Obra finalista do Prémio LeYa em 2021, A Última Lua de Homem Grande, do autor cabo-verdiano Mário Lúcio Sousa, publicado pela Dom Quixote, é um belíssimo e original romance sobre uma grande figura nomeada como um dos grandes líderes da História, coincidentemente, três meses apenas de o escritor ter terminado o livro. Num repto lançado em 2020 pela BBC History Magazine aos historiadores, sobre quem seria o maior líder da História, tendo exercido poder mas também um impacto positivo, entre os vários nomeados, de reis a papas, surgiu, em segundo lugar, o nome de Amílcar Cabral.
Como nos é dito logo na nota introdutória, “Este livro conta a sua vida na sua morte”.
O romance inicia justamente com ecos de Crónica de uma Morte Anunciada, de Gabriel García Márquez, pois, ao lermos, logo na primeira página, que são cerca das 22h00 quando lhe dão um tiro, recuamos logo em seguida para a manhã desse dia, pelas 6h45, em que o protagonista afirma, frente ao espelho “Est’é nha último dia” (pág. 18).
O romance é narrado na terceira pessoa. Contudo a narrativa desfia-se num original e inusitado monólogo ou, como se pode ler nas primeiras páginas, um “solilóquio” (pág. 19), intercalado com breves falas e pensamentos, alternando entre o presente, em que a vida do protagonista deitado por terra se esvai, com o passado, à medida que as memórias se tornam nitidamente vívidas. Como se aos últimos segundos de existência correspondesse o esbater das fronteiras entre o agora e o então. A tudo isto, omnisciente e omnipresente, persiste o grande olho da Lua Cheia. Simultaneamente, ao passar em revista a sua existência inteira, Amílcar tenta compreender, afinal, quem deseja a sua morte e desferiu aquele tiro – “tenta vislumbrar onde foi que seu caminho se entortou e veio dar neste dia de matança pressentida” (pág. 50).
Sem chegar a meio século de vida, confrontado com a morte aos 49 anos, o nosso herói revive uma vida cheia, em regressões em que revisita a infância, a relação com a mãe, a sua vida de estudante, os amores, as traições, o sonho da independência para as suas duas pátrias, Guiné e Cabo Verde. Simultaneamente, tece-se um certo revisionismo do absurdo da guerra colonial assim como dos meandros dos interesses internacionais e dos desmandos do poder em África –esses “frescos presidentes africanos, tiranos doidos e insanos, que lhe viraram as costas, e estão a matar mais compatriotas do que quantos perderam a vida a lutar pelas independências” (pág. 98).

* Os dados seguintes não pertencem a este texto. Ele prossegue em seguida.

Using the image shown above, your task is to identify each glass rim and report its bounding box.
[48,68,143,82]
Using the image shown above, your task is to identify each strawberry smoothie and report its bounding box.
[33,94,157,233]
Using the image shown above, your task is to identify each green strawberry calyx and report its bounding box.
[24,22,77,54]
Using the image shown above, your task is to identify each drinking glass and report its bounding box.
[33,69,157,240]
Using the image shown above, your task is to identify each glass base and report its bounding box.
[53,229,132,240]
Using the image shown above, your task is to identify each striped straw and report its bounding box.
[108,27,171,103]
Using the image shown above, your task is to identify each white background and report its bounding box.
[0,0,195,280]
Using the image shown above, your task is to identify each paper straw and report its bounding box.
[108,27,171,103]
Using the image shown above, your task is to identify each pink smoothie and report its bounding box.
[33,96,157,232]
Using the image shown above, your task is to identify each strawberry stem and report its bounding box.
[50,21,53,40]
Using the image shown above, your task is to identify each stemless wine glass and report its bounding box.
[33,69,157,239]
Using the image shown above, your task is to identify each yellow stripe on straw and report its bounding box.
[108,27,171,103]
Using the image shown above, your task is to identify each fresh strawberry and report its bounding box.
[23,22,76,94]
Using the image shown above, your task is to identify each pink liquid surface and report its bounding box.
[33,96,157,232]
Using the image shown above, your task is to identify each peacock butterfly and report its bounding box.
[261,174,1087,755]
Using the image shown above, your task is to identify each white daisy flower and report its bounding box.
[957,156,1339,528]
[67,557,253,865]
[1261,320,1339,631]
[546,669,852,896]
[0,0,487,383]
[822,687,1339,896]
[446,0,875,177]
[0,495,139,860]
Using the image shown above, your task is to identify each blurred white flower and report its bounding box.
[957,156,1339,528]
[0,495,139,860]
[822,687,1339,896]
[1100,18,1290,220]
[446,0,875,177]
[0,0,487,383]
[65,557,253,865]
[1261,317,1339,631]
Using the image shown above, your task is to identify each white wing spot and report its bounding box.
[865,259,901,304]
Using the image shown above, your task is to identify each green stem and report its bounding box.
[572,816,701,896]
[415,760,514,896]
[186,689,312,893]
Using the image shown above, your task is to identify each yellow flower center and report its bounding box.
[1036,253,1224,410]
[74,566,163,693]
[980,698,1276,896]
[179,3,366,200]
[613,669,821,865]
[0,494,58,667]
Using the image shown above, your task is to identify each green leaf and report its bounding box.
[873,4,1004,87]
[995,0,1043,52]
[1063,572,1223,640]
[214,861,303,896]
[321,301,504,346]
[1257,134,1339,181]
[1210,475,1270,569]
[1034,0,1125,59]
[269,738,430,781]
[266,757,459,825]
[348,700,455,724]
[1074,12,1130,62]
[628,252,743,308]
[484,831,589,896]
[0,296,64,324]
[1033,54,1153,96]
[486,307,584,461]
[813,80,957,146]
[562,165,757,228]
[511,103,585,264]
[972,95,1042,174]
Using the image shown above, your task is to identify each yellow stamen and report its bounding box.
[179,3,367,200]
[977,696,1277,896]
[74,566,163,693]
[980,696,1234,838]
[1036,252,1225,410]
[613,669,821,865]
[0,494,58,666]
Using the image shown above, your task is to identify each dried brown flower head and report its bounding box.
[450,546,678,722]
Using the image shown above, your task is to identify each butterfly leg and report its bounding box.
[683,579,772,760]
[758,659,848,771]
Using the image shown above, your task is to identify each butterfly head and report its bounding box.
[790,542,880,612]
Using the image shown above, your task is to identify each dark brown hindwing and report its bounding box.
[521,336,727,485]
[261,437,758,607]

Por este romance desfilam ainda, mesmo que fugidiamente, grandes figuras do século XX com impacto mundial com quem este Homem Grande, ou Mais Velho, ou Chefe, lidou: líderes de mais de vinte países, figuras históricas como Mao Tsé Tung, Che Guevara, Fidel Castro, um Papa, poetas, e, claro, o seu “herói” (pág. 98) – a massa anónima do povo.
Sem se tornar elegíaco ou encomiástico, este é um belíssimo romance, onde vinga sobretudo a originalidade da prosa. Ainda que possamos pensar em reminiscências da prosa de Mia Couto, Mário Lúcio Sousa volta a provar a sua destreza e inventividade narrativa (como em romances anteriores). Temos aqui falas em crioulo, que surgem imediatamente traduzidas em português logo de seguida, como um eco. Novos vocábulos criados pelo autor, tão sugestivos quanto líricos – “eram um apaixonado e uma amãexonada” (pág. 40). Marcas pontuais de outras variantes do Português, como acontece com “advertiu-lhes” (pág. 213), em vez de “advertiu-os”. Expressões e trocadilhos, “desunindo e concluindo” (pág. 214). E uma prosa tão lírica quanto viva, demonstrando a plasticidade da língua portuguesa além-fronteiras.
Mário Lúcio Sousa nasceu no Tarrafal, ilha de Santiago, Cabo Verde, em 1964. Licenciado em Direito pela Universidade de Havana, foi deputado do Parlamento e embaixador cultural do seu país antes de se tornar, em 2011, Ministro da Cultura. Condecorado com a Ordem do Vulcão, ao lado de Cesária Évora, foi o artista mais jovem de sempre a receber tal distinção. É músico e compositor. É autor de vários romances, como O Novíssimo Testamento (romance, 2010), Prémio Literário Carlos de Oliveira; Biografia do Língua (romance, 2015), Prémio Literário Miguel Torga e Prémio do P.E.N. Clube para Narrativa; O Diabo Foi Meu Padeiro (2019).